An incident involving a technical glitch on the New
York Stock Exchange that caused Berkshire Hathaway shares to plummet has
triggered a chain of events leading to a $48 million loss for Interactive
Brokers, the Financial Times reported. The brokerage giant found itself
covering its customers’ trades after the NYSE declined to offer compensation
for the mishap.
A Dramatic Price Drop and Its Aftermath
On June 3, Berkshire Hathaway’s class A shares, among
others, experienced an unexpected plunge from $622,000 to $185 per share due to
a technical issue during early trading on the NYSE. This steep drop reportedly
halted trading and prompted a flurry of buy orders from Interactive Brokers’
customers, anticipating a favorable fill price when trading resumed.
However, once the market reopened nearly two hours
later, Berkshire’s shares skyrocketed to $741,941, resulting in orders being
filled at various prices, some peaking near the highest price.
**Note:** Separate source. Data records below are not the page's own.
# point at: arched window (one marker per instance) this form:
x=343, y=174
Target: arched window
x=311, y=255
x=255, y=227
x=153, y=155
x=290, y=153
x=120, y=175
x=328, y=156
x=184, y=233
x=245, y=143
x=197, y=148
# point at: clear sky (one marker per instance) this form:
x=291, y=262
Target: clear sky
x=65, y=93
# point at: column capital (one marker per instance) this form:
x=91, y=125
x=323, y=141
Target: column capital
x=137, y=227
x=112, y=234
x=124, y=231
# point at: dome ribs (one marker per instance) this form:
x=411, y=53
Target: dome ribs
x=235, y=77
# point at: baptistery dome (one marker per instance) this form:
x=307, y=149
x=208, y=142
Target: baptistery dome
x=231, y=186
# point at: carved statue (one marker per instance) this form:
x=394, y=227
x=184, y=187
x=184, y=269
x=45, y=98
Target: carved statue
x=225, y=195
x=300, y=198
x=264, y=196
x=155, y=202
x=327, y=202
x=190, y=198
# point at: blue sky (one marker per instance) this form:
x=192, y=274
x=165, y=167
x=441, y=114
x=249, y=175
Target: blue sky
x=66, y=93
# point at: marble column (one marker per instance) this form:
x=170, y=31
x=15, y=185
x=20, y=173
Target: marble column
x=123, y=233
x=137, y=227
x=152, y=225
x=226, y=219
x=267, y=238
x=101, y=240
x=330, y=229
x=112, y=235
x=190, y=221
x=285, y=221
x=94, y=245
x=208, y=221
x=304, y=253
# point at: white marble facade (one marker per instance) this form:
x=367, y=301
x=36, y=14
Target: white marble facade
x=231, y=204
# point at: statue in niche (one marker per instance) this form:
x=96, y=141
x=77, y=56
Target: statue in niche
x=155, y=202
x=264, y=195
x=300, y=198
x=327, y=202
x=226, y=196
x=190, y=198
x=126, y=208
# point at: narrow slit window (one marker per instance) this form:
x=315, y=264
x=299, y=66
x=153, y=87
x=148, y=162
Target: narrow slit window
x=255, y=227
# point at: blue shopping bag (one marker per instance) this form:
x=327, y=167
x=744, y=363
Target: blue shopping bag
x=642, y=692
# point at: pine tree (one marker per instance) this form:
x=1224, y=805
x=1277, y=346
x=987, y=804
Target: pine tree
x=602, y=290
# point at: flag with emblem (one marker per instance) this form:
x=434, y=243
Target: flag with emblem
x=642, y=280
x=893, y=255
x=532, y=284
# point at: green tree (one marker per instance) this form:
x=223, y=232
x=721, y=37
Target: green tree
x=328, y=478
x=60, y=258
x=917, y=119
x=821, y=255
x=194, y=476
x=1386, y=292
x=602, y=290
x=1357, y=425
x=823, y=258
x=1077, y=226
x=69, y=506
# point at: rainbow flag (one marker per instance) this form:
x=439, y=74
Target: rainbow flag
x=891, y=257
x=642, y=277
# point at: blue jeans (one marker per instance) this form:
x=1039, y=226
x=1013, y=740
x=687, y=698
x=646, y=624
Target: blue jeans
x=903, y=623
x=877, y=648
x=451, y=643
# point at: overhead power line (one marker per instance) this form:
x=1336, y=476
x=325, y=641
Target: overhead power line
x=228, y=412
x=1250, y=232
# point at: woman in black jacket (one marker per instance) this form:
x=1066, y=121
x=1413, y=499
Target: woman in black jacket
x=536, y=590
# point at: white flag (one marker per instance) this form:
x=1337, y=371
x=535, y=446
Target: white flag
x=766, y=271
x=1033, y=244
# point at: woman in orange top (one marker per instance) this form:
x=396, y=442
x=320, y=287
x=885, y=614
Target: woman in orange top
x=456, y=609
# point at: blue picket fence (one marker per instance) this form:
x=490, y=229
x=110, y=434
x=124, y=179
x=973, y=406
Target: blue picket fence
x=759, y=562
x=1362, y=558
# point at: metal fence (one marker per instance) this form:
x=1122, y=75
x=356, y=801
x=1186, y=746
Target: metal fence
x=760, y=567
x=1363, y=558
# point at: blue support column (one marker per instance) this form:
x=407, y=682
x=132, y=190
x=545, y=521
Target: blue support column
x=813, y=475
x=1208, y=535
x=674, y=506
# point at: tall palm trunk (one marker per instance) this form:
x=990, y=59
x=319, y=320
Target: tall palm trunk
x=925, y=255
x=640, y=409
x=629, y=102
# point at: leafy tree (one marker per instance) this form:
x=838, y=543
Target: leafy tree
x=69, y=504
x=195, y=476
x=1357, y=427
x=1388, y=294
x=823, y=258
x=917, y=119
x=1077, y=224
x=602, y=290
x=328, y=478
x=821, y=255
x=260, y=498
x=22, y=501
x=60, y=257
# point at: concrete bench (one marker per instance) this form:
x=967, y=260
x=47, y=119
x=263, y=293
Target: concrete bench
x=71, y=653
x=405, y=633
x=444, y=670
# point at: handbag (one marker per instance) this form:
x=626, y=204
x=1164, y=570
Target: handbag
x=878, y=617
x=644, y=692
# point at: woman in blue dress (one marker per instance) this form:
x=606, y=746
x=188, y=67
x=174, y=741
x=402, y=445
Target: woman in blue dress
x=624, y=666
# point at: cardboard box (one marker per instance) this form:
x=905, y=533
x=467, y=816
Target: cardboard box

The NYSE decided
to cancel all trades below $603,718.30 conducted before the halt, which meant
that Interactive Brokers had to cover a significant portion of its customers’
trades made through its platform.
Despite requesting the NYSE cancel these deals, the brokerage’s plea was rejected, forcing it to accommodate its customers
financially. This decision culminated in a substantial $48 million loss for the
brokerage. Interactive Brokers caters to both retail investors and professional
traders, such as hedge funds.
In response to the incident, the company is exploring
legal avenues to recover some of the losses, although they stated that the
financial hit was not material to their earnings.
Previous Challenges
This isn’t the first time Interactive Brokers has
faced such challenges. In 2020, the brokerage suffered an $88 million loss from
the collapse of short-term WTI oil futures contracts, again stepping in to
cover margin calls for its customers.
Meanwhile, Interactive Brokers joined Cboe Europe Derivatives (CEDX) last month as a trading and clearing participant, offering
users access to CEDX’s range of pan-European equity derivatives. This
collaboration seeks to enhance the ability of retail investors to access
European derivatives markets.
Additionally, Interactive Brokers launched a new product to allow institutional and retail traders to access the French stock
market. Dubbed Daily Options on the CAC 40 Index, these offerings promise to
give users tools to navigate global markets.